8 thoughts on “44. Ma: Fluid Space in Budo

  1. Nice piece Wayne, as always. I’ve had an long obsession with ‘ma,’ as a film buff (Ozu, Naruse), percussionist (Kodo’s “Yatai-bayashi” & “Monochrome”), and martial artist. In fact it was Diane’s same article tat I took up naginata, as a means of exploring a different ‘ma.” (Not to mention fighting from a hanmi stance, which complimented my aikido training.)

    1. Ted,
      Funny story: I was in a graduate seminar class on modern Chinese art and the teacher showed…I think it was Chen Kaige’s “Red Sorghum.” We read a French Constructivist critic’s analysis that the spaces and empty moments in between the actions were drawn from a deep reservoir of Chinese traditional space, like the painted scrolls and clouds, etc. She asked what we thought. Seriously? I said, I may be partial because I’m from a Japanese art background, but it sure looked like old Ozu, Mizoguchi and Kurosawa stuff. She said, “Exactly.”
      Back when she was in art school, she hung out with the current wave of Chinese directors. They would be packed into a bus and taken to a secret location and they saw films by all the “decadent, capitalist oppressor” filmmakers like Ozu, Mizoguchi, Kurosawa, Orson Welles and John Ford. Chinese scroll painting? The critic was talking out of his arse, was her basic opinion. From John Ford and Welles, to Kurosawa, Ozu, and to Kaige and the rest. It’s a thread of understanding how to use space and time, emptiness and fullness that transcended cultures.

  2. What’s old is new…

    Comments from very experienced combat soldiers after doing some aggressive force-on-force training:

    “We need to do this kind of thing a lot more, its like when its real. You just can’t capture how fast things go, how quickly they close, and what little time you really have to make a decision when you are on a range shooting at ‘paper people.'”

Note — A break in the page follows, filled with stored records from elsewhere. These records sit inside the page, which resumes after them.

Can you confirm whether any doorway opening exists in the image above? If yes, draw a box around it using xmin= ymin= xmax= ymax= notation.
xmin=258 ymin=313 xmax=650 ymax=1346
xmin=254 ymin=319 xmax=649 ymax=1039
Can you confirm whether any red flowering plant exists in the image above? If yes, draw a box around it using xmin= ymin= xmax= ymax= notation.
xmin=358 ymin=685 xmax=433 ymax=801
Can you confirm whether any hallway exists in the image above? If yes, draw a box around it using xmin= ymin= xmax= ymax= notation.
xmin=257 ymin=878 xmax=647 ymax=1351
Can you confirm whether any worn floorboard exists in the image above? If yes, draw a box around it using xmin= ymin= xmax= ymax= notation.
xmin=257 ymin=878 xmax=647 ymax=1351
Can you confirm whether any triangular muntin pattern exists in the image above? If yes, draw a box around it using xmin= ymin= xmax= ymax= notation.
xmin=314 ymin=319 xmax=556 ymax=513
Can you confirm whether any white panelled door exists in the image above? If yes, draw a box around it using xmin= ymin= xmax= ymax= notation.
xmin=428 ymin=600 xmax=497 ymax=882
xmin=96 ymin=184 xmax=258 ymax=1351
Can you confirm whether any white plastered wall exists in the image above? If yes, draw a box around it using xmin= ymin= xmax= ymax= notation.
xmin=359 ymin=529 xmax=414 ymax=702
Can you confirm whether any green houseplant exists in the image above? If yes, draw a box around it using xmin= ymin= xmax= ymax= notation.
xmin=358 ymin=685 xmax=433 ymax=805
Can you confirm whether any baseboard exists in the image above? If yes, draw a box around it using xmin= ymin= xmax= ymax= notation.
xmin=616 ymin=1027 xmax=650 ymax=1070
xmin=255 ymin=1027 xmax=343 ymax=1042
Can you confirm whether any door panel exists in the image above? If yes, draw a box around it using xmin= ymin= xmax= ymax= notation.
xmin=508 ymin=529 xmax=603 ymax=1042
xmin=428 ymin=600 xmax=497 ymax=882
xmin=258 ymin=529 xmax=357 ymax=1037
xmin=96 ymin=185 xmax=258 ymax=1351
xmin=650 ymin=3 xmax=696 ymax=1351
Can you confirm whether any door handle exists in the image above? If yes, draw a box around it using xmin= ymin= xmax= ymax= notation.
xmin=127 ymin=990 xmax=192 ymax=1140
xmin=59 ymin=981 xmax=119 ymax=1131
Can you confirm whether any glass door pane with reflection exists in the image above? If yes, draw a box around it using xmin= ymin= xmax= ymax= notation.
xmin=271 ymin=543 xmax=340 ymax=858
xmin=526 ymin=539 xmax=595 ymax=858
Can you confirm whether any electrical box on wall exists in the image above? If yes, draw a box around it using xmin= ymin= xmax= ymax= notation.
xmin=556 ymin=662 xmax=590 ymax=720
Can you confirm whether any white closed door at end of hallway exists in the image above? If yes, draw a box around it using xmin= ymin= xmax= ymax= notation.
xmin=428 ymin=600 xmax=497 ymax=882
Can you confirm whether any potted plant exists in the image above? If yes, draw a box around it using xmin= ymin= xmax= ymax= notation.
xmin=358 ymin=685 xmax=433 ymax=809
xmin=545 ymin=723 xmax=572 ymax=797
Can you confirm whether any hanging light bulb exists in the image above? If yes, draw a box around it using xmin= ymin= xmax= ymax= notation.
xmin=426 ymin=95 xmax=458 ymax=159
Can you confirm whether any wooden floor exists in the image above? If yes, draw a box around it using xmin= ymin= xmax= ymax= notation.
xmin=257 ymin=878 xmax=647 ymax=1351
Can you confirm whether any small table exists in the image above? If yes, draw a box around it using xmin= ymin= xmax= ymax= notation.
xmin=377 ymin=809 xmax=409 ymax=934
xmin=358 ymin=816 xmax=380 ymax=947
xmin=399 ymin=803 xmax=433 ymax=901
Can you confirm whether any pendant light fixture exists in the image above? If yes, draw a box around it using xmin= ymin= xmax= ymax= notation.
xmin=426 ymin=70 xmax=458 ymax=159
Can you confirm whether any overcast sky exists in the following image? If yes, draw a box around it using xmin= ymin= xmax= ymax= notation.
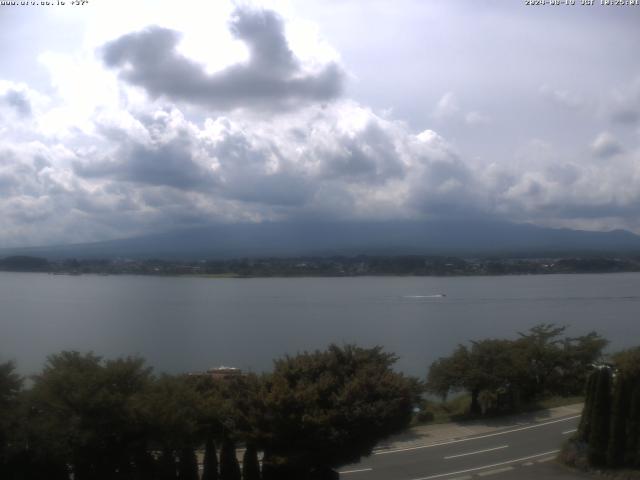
xmin=0 ymin=0 xmax=640 ymax=246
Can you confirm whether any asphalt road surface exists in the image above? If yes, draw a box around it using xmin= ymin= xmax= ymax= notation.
xmin=340 ymin=415 xmax=583 ymax=480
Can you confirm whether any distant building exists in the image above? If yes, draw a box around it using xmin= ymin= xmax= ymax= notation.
xmin=189 ymin=366 xmax=243 ymax=381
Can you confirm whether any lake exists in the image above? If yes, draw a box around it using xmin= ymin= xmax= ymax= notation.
xmin=0 ymin=272 xmax=640 ymax=376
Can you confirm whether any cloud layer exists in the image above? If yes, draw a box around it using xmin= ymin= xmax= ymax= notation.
xmin=0 ymin=0 xmax=640 ymax=246
xmin=103 ymin=8 xmax=344 ymax=110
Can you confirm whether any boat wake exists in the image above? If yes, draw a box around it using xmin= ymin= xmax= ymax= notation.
xmin=402 ymin=293 xmax=447 ymax=298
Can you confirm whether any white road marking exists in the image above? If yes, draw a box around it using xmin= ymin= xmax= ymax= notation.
xmin=536 ymin=455 xmax=556 ymax=463
xmin=338 ymin=468 xmax=373 ymax=475
xmin=374 ymin=415 xmax=581 ymax=455
xmin=444 ymin=445 xmax=509 ymax=460
xmin=478 ymin=467 xmax=513 ymax=477
xmin=412 ymin=450 xmax=560 ymax=480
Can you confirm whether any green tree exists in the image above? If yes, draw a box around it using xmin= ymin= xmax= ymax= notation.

  3. What Kit said… the only way to keep it real is to deal with Ma-ai by understanding “target, distance, and timing.” Identify the target, then you can understand the distance, and then you can use some appropriate form of timing depending on what strategy you need. Sounds like a lot of stuff, but it happens very quickly. It’s got to be real.

    Kata is fake for quite awhile, if these things aren’t dealt with in kata and/or in randori of some sort, then the kata can never come alive at some point and fulfill the riai.

    Keep up the good stuff Wayne.

  4. Kit and Chuck: both valuable insights from guys more experienced than me in both budo and practical applications! I’m glad I make some kind of sense to you sempai!